Calculate the Return on Your Real Estate Investment Property

Post on: 24 Май, 2015 No Comment

Calculate the Return on Your Real Estate Investment Property

Before you commit to purchasing any real estate investment property, calculate your return on investment, or ROI. To do this, you need to know the cost of the property, including any mortgage interest and property taxes, and the gross annual income you expect to receive from rent.

Yield and gross rent multiplier

The yield of an investment property is the gross annual income divided by the sale price multiplied by 100. This gives you an annual percentage gross ROI. Although it’s not the most useful indicator of the property’s economic value, it is quick and simple to work out. For example, if you receive a rental income of $1,200 a month, or $14,400 annually, on a $150,000 house, the yield would be 9.6 percent.

The gross rent multiplier, or GRM, is effectively the yield in reverse. Instead of dividing the annual rent by the sale price to work out an annual percentage return, you divide the sale price by the gross annual rent to work out how many years it will take to earn the purchase price of the property in rental income. So, if you use the example of the $150,000 house earning $14,400 annually in rent, you will find it would take 10.42 years to earn the purchase price in rental income.

Neither the yield nor GRM amounts take additional finance and ownership costs into account.

Debt coverage ratio and cash-on-cash return

The debt coverage ratio, or DCR, and the cash-on-cash return, or COC, are figures that can help you work out whether your rental income covers cost of ownership and warrants the initial cash investment.

To calculate DCR, divide net operating income by the annual mortgage payment. So, if property taxes, building maintenance and other costs come to $3,500 per year, the $14,400 rental income on the example would be reduced to a net operating income of $10,900. If the annual mortgage payment is $6,000, then the DCR is a healthy 1.81. If the annual mortgage repayment is $9,000, it’s a less promising 1.21.

The COC is your cash flow before taxes (rental income minus mortgage repayments) divided by the initial cash investment in the property, expressed as a percentage. So, if in the example you made a $50,000 deposit and took a $100,000 mortgage on which you repay $6,000 annually in mortgage payments, that leaves you with a cash flow of $8,400 before taxes. When you divide this by the initial $50,000 investment, you get 0.168, or 16.8 percent.

Total return on investment

The total return on investment, or TROI, tells you how well a real estate investment has performed overall after you sell it. By playing with the numbers, it can also give you an idea of how much a property needs to appreciate over time to be a good investment.

To calculate TROI, take the total before-tax cash flow during the time you owned the property (or intend to own it) and add it to the net sales proceeds, minus the initial cash investment, then divide the total by the initial cash investment.

Let’s say you own the example property for five years. Assuming no rental increases, your total before-tax cash flow would be $42,000 ($8,400 multiplied by 5).
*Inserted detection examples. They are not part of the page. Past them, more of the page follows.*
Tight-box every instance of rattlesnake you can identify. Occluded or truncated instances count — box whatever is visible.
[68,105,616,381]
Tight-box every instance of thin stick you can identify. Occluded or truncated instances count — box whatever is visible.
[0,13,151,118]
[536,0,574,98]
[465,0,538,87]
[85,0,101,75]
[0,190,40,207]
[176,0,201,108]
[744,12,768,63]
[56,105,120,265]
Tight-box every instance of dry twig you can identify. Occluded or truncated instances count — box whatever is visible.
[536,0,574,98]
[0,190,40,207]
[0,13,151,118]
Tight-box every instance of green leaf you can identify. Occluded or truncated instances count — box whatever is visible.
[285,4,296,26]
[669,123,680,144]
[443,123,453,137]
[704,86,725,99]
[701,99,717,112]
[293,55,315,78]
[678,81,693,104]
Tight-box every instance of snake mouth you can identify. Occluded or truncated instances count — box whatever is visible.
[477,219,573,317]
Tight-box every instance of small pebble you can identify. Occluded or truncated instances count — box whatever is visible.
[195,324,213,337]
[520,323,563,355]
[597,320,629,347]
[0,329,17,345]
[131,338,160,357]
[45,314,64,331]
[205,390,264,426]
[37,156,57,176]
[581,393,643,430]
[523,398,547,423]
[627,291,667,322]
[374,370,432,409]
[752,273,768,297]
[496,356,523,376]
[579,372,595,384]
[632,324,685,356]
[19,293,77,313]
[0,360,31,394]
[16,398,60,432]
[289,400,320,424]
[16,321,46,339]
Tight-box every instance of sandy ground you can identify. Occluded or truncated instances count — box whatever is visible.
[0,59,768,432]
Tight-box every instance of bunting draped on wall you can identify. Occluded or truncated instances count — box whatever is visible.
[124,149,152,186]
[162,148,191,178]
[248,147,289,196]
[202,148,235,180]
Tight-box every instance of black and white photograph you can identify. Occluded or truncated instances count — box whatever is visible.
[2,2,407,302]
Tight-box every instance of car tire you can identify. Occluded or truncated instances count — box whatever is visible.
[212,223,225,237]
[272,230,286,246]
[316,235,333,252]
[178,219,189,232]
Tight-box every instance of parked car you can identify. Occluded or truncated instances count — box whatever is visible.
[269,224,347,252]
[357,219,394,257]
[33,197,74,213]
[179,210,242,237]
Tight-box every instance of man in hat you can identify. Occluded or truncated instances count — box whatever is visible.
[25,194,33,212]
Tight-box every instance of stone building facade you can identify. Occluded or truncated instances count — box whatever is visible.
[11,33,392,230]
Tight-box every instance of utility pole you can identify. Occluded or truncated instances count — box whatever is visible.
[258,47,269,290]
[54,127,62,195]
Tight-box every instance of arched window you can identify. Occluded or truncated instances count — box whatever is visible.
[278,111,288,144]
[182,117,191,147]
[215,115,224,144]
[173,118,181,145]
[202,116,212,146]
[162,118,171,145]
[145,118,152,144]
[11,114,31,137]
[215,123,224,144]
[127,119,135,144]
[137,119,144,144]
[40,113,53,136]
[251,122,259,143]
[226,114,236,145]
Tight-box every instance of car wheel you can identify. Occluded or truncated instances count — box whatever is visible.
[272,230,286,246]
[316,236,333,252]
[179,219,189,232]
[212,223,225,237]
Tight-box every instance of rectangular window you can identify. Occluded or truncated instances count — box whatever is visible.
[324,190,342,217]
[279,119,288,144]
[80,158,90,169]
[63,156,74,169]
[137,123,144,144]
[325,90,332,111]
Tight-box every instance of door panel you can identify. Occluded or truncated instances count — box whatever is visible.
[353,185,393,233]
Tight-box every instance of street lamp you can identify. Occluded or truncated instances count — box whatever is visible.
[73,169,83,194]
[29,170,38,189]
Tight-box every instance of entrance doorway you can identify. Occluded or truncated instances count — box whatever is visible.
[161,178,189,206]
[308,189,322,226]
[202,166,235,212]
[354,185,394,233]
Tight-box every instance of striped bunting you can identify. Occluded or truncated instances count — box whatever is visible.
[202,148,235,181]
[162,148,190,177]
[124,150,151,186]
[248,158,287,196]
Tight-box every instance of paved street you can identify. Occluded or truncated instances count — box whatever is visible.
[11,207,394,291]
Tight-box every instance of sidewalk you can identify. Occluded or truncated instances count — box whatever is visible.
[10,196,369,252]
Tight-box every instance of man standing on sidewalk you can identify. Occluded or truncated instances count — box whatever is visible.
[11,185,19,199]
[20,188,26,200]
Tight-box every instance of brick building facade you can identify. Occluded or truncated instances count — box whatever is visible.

If your mortgage had a 4.25 percent interest rate, you would have an outstanding balance of about $90,600. The exact amount will vary depending on the timing of your payments and how your lender applies them and calculates interest, but you can use a loan amortization calculator to estimate the balloon payment, or outstanding amount, after a given length of time.

Assuming the property appreciates at a modest 2 percent per annum over the term of ownership, it would be worth about $165,600, ($150,000 plus 2 percent compounded over five years).

If selling expenses total about 5 percent of that, they would be $8,280. The net sales proceeds would then be $165,600 minus $90,600 minus $8,280, for a total of $66,720.

The total return on investment in this example then would be $42,000 before-tax cash flow plus $66,720 net sales proceeds minus the $50,000 initial investment for a total of $58,720. Divide that by the initial investment of $50,000, and you get a return on investment of 117 percent.

While playing with the numbers can give you an idea of the potential return on real estate investment property, it will not help you forecast the market. Numbers only show the effects of changes in property prices or rental incomes.